During psychotherapy, a Pandora’s Box of emotions,unresolved pain, and long-forgotten issues typically invades a client’s consciousness. If therapy is to be effective, it should lead a person to think, feel, and behave differently. Simply talking about one’s problems with no conscious sense of direction or purpose does not guarantee mental health. What the therapist says and how she presents it are critical factors. The theoretical point of reference upon which the therapy rests determines how both therapist and client will approach it. Good therapy relies on the premise of psychological individualism: The idea that no better means exist for evaluating oneself, or the external world, than a calm and deliberate process of thought.

Feelings by themselves are not enough to identify the facts of existence. The feeling that the world is a hopeless place or that nothing good will ever happen does not make it so. Feelings need to be subjected to logical reasoning before they can be adequately verified or rejected.

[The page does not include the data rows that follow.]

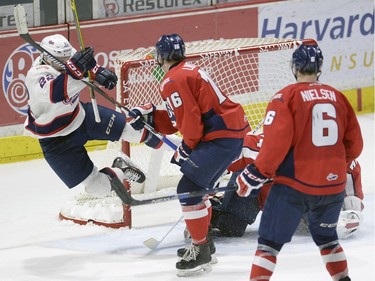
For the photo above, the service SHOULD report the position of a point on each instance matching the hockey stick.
(82, 45)
(131, 201)
(152, 243)
(20, 18)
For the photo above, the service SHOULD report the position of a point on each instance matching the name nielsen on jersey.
(322, 94)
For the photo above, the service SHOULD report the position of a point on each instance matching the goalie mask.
(307, 59)
(170, 48)
(58, 46)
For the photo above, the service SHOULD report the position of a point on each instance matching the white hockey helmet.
(58, 46)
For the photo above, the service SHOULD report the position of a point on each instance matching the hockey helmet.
(58, 46)
(307, 58)
(170, 47)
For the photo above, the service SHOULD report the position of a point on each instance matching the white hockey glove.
(181, 154)
(348, 223)
(140, 114)
(249, 180)
(80, 63)
(104, 77)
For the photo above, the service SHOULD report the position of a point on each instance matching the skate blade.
(214, 259)
(201, 269)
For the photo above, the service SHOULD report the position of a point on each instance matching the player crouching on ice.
(310, 134)
(63, 124)
(231, 214)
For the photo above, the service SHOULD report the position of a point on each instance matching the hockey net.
(248, 70)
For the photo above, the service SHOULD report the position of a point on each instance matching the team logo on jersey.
(15, 70)
(332, 177)
(278, 96)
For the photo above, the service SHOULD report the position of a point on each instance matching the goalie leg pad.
(97, 184)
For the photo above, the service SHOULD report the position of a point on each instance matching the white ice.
(36, 246)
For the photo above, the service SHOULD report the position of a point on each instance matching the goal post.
(248, 70)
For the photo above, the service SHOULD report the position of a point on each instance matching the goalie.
(232, 214)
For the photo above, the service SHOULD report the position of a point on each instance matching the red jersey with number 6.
(198, 108)
(310, 133)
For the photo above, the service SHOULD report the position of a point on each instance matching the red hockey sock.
(335, 261)
(263, 266)
(196, 219)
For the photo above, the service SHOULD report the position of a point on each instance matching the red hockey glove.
(80, 63)
(250, 179)
(181, 154)
(142, 113)
(104, 77)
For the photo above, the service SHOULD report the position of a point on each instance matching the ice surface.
(36, 246)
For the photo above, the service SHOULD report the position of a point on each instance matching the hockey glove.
(249, 180)
(104, 77)
(142, 114)
(81, 62)
(181, 154)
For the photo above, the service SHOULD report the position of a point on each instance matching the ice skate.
(181, 251)
(195, 261)
(131, 172)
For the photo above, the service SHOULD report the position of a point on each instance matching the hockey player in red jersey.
(232, 214)
(321, 135)
(212, 128)
(63, 124)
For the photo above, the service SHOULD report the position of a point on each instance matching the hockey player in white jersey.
(63, 124)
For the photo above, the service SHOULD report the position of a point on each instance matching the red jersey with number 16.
(198, 108)
(310, 133)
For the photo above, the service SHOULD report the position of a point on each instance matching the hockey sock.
(264, 263)
(196, 219)
(335, 260)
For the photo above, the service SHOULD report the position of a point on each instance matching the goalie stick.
(152, 243)
(127, 199)
(23, 32)
(82, 45)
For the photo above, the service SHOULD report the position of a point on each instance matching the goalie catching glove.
(142, 114)
(249, 180)
(104, 77)
(80, 63)
(181, 154)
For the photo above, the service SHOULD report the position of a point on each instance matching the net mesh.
(248, 70)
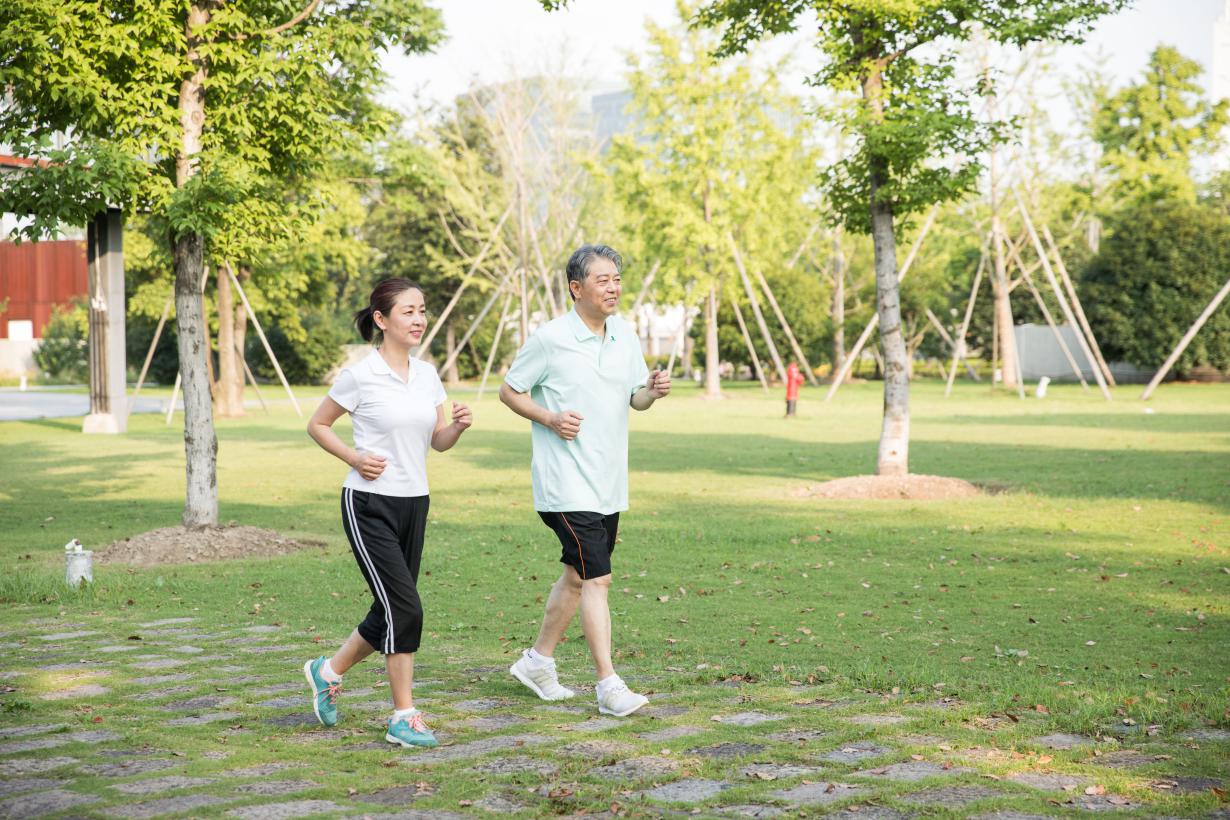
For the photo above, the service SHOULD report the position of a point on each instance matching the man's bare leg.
(561, 606)
(595, 620)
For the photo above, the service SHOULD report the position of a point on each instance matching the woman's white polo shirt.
(391, 418)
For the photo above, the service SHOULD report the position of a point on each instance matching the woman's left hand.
(461, 416)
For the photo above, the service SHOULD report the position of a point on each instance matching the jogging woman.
(396, 406)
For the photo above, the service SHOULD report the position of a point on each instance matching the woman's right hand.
(368, 465)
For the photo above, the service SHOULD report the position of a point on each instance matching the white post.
(108, 360)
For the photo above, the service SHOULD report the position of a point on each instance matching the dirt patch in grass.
(178, 545)
(918, 488)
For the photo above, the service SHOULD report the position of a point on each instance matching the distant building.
(1219, 87)
(611, 117)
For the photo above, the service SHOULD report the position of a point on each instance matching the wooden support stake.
(1076, 306)
(474, 326)
(950, 342)
(785, 326)
(424, 344)
(960, 347)
(495, 344)
(645, 288)
(260, 331)
(1054, 285)
(875, 317)
(1187, 339)
(755, 310)
(1051, 320)
(747, 339)
(251, 379)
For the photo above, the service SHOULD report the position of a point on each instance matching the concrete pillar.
(108, 386)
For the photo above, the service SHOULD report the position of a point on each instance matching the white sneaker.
(540, 679)
(619, 700)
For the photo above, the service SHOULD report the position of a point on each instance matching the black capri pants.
(386, 539)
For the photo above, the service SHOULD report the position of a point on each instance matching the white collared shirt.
(567, 366)
(391, 418)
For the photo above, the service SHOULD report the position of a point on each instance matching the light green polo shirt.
(565, 366)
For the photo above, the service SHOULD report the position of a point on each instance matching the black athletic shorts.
(588, 540)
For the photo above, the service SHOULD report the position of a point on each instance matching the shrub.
(63, 353)
(1156, 271)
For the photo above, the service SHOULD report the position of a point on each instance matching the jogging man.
(575, 380)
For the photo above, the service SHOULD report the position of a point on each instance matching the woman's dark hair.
(383, 298)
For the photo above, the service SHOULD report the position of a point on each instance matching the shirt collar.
(380, 366)
(582, 331)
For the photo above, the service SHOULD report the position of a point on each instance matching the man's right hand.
(566, 424)
(368, 465)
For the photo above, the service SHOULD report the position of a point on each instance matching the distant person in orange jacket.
(793, 379)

Human beings must take responsibility for asking themselves questions about their feelings. If they do not, they can become overwhelmed and, often without realizing it, begin to assume that their anxious or depressed feelings represent facts. Simple ‘self-talk’ techniques can help an individual deal with such feelings as, ‘I feel that I am worthless. Is this really the case? Can I provide evidence that warrants this emotional conclusion? If so, then I need to figure out some strategies for resolving this problem. At the same time, I cannot accept it as fact unless I first see persuasive and conclusive evidence.’

Aside from encouraging rational thought, good therapy also rests on the idea that self-reliance is a virtue. Psychotherapy is a means to an end. That ‘end’ includes increased self-reliance, individualism, self-esteem, and rejection of the idea that one owes any aspect of one’s self to others. ‘How can you act or think differently, so that you can better go it alone?’ That is the fundamental message that good therapists impart to their clients. Good therapists want their clients to improve as quickly as possible.